An idiot driver yelled at my son for starting to cross at a light when the countdown had eight seconds left. My son is 12 and was really upset. It sounds like the guy was trying to turn left and he said my son got in the way and could have been killed. As a pedestrian, you're allowed to cross until the countdown hits zero, right?
- David, Toronto
Think you can start crossing the street once that timer has started? Talk to the hand.
"It is the flashing hand that makes it illegal for a pedestrian to cross the road," Constable Clint Stibbe, with Toronto Police traffic services, said in an e-mail. "Once the hand has started flashing, anyone already on the roadway may complete the crossing, [but] no one else is allowed to start crossing."
With every timer, there's also that flashing hand.

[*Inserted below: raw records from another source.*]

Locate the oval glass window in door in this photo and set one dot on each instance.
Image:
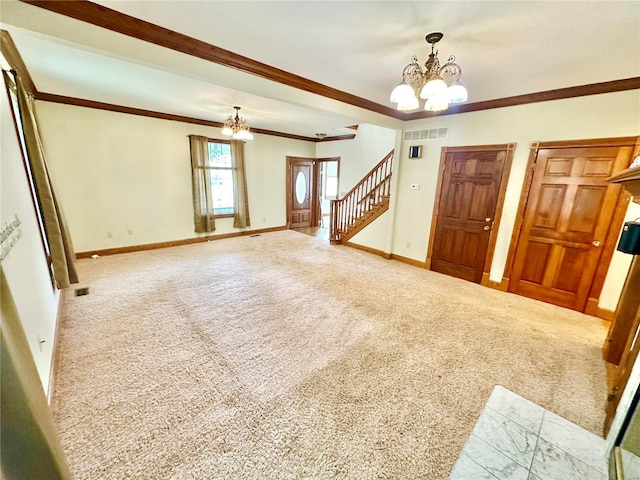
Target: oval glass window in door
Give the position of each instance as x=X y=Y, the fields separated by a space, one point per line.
x=301 y=188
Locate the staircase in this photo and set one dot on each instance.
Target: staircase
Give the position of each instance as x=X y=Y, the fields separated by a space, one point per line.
x=363 y=204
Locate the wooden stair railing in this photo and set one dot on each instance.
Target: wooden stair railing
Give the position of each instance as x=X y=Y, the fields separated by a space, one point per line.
x=365 y=202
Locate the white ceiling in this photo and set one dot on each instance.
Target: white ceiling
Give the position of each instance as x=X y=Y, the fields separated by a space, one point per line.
x=504 y=48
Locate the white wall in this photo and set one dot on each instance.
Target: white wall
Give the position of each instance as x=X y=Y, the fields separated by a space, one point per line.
x=596 y=116
x=25 y=264
x=118 y=173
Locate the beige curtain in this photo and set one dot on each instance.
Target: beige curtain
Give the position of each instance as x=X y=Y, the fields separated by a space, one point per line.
x=30 y=445
x=202 y=199
x=241 y=200
x=62 y=254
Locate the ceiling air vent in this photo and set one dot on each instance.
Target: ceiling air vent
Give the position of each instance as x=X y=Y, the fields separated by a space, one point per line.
x=429 y=134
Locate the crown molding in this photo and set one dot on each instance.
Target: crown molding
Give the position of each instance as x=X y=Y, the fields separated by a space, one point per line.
x=545 y=96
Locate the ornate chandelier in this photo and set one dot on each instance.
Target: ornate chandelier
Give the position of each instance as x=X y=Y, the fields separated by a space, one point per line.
x=237 y=127
x=439 y=86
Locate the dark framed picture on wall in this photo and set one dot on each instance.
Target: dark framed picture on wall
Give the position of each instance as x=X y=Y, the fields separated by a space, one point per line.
x=415 y=151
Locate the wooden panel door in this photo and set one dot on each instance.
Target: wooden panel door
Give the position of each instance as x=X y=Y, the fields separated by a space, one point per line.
x=566 y=221
x=301 y=187
x=466 y=212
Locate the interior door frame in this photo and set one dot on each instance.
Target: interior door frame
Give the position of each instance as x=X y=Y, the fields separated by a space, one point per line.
x=509 y=148
x=314 y=183
x=591 y=307
x=319 y=183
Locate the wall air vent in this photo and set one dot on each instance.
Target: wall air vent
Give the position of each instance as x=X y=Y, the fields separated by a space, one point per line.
x=429 y=134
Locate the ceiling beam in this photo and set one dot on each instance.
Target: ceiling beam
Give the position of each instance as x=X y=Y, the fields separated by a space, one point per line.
x=12 y=56
x=113 y=20
x=80 y=102
x=134 y=27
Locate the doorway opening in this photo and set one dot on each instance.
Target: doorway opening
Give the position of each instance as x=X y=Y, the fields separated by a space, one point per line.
x=311 y=185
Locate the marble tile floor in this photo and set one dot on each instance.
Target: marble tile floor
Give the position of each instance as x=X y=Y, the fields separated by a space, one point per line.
x=515 y=439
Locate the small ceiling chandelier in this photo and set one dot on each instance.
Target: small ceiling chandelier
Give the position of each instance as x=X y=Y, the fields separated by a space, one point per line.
x=237 y=127
x=439 y=86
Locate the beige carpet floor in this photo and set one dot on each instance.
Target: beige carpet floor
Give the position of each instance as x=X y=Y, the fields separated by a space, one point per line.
x=282 y=357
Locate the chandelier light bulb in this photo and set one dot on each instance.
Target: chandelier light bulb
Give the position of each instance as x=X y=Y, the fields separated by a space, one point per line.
x=457 y=93
x=437 y=103
x=438 y=85
x=408 y=104
x=401 y=93
x=433 y=88
x=236 y=127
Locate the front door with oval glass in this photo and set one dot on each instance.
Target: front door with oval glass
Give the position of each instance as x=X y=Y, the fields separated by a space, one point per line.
x=301 y=186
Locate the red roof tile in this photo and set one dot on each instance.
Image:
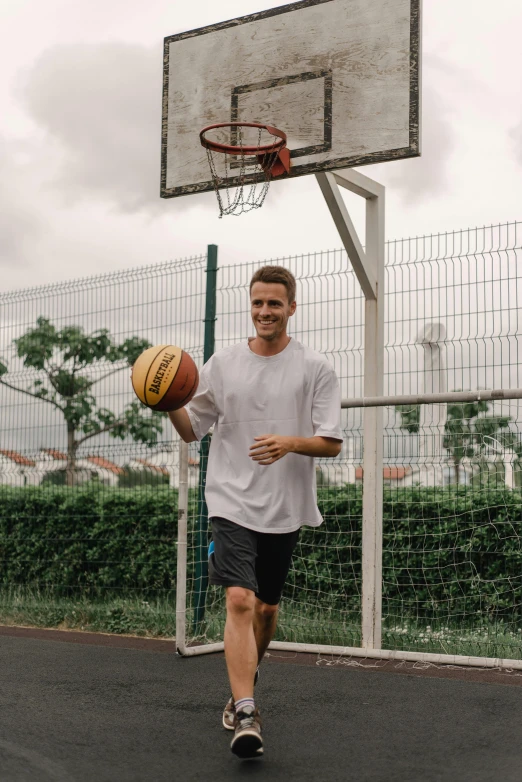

Section 144 (27) of Ontario's Highway Traffic Act (HTA) says "no pedestrian approaching pedestrian control signals and facing a solid or flashing 'don't walk' indication shall enter the roadway."
It's a $45 fine including the victim surcharge. Could a 12-year-old be charged?
"Technically, yes, but what would have to happen is the parents would have to be notified and it would end up in youth court," Stibbe said. "In reality, in most cases a 12-year-old wouldn't be charged with an offence, but would be cautioned."
So if you can't start crossing when the countdown has started, what's the countdown for?
"The countdown indicates how much time is left for pedestrians to complete their crossing," Bob Nichols, Ontario Ministry of Transportation spokesman, said in an e-mail. "Pedestrians who entered a crosswalk lawfully may complete their crossing, despite a change in the pedestrian signal indication."
The flashing hand also allows drivers turning left to clear the intersection, Stibbe said.
A 2013 study published in the journal Injury Prevention showed that after countdown timers were introduced in Toronto, the number of pedestrians hit by cars while crossing increased by 26 per cent, and serious injuries and fatalities increased by 51 per cent.
"I think one of the things we may be seeing with the initial way these signals were set up, people see they have a certain amount of time and spend it on convenience rather than safety," said Dr. Andrew Howard, a pediatric orthopedic surgeon at Sick Kids hospital and one of the study's researchers. "They think: 'I have eight seconds, I'll make it across the road.' "
The study, which looked at 1,965 intersections between 2000 and 2009, was a second look at data that had previously shown countdown timers had no effect on pedestrian safety.
The countdown timers haven't been a "slam dunk" for safety and more needs to be done, Howard said.
"If you look at walking speeds of older people, there are places where you can't make a crossing in the time allowed," Howard said. "So there's a huge challenge to put it together in a manner that works for everybody from 8 to 80."
Fines and enforcement alone aren't the answer, Howard said.
"You can't expect a 12-year-old to know all the nuances of the Highway Traffic Act," Howard said. "Before I started working on this study, I didn't know that you couldn't start crossing after the countdown had started."
There have been various suggestions on how to make intersections safer for pedestrians while still allowing cars to clear, including signs explaining the law to pedestrians, hiding the countdown lights from drivers so they don't race through a light before it turns red, or delaying the green light after the countdown ends so drivers have time to clear the intersection.
In areas with a lot of pedestrian traffic, Howard says the pedestrian scramble intersection, where cars are stopped in all directions and pedestrians, could be another solution.
"We've come to a citywide consensus on the need for a Vision Zero plan that reduces risk for pedestrians," Howard said. "We want to have a walkable city where you're not worried about your 12-year-old child's safety."